Now for the hard part: actual weight loss. There are myriads of suggestions out there including drinking water before meals, leaving the table before you feel full, eating smaller portions, drinking more caffeinated beverages, eating more fiber, taking diet pills, exercising more, etc. But the advice begs the question of actually losing weight. Besides feeling your clothes become looser, the only way to know if you have lost weight is to step on a scale. And I mean an old-fashioned scale, not a digital one which can have errors.
Weigh yourself today and then re-weigh yourself tomorrow, or in two days, or at least in seven days. If you have gained weight then eat less, and keep on eating less between successive weighings until you start to lose weight. Then just continue. So long as you eat fewer calories than your body burns, you will lose weight. It all comes down to a fuel-energy balance, which is why your car weighs more when you fill it up with gas and then steadily loses weight as you burn the gas in the tank and it is used up. If you find as most people do that exercise both makes you feel better from the endorphins it generates and helps you to lose weight by suppressing your appetite and burning off calories, then do it.If it helps you to make a daily food/calorie list, then do it. If it helps you to omit lunch (I never have lunch when I am at home) then do so.

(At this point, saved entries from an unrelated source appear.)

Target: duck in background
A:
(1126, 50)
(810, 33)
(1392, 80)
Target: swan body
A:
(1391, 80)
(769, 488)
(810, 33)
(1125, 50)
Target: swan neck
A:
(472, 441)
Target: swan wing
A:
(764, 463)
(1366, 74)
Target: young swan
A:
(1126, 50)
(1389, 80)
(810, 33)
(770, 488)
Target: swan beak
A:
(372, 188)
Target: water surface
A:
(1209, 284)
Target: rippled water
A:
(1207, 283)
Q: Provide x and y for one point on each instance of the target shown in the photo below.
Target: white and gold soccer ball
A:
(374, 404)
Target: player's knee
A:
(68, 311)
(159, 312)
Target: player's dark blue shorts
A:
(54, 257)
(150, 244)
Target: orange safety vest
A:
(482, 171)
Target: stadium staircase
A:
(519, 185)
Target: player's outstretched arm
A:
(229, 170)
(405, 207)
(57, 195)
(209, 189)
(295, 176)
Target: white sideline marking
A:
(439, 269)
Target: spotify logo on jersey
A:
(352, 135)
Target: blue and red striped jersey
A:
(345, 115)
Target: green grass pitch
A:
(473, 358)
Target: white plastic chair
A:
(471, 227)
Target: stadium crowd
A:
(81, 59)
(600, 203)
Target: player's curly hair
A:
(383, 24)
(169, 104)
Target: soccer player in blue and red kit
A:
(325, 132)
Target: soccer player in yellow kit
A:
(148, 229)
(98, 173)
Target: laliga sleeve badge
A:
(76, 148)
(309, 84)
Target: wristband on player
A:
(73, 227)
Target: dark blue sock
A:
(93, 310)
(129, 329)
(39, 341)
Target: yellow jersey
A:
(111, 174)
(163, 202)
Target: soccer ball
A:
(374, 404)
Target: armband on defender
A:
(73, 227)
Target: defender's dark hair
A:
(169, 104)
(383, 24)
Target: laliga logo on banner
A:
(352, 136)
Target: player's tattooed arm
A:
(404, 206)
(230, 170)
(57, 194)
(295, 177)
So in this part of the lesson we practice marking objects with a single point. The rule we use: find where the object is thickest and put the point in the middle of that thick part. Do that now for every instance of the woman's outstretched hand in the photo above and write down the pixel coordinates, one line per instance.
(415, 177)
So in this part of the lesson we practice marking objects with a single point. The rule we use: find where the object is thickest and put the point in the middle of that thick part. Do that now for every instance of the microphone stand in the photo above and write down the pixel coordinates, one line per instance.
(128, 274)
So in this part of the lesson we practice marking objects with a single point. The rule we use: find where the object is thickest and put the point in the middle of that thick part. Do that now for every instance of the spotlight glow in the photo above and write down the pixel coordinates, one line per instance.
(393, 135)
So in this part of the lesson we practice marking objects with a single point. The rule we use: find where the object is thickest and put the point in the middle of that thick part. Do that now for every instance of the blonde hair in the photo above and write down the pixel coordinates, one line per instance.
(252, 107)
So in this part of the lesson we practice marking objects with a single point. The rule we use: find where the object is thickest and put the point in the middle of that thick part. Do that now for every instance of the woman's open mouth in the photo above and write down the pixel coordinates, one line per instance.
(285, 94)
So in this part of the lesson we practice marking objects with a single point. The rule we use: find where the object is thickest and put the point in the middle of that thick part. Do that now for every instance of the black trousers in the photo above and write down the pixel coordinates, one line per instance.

Everyone has a different pattern for weight loss, just as everyone has a different need for sleep. We are all wired differently, but the iron laws of physiology (physics as applied to the body) tell us that fuel is either oxidized or stored, and the amount of fuel ingested is the ultimate determinant. And yes, people do have different fundamental metabolic rates, so that a diet that works for one person may not work for another.
And no one knows why everyone likes ice cream: I personally think that it is because it is similar in taste to frozen mother's milk: sugar and fat.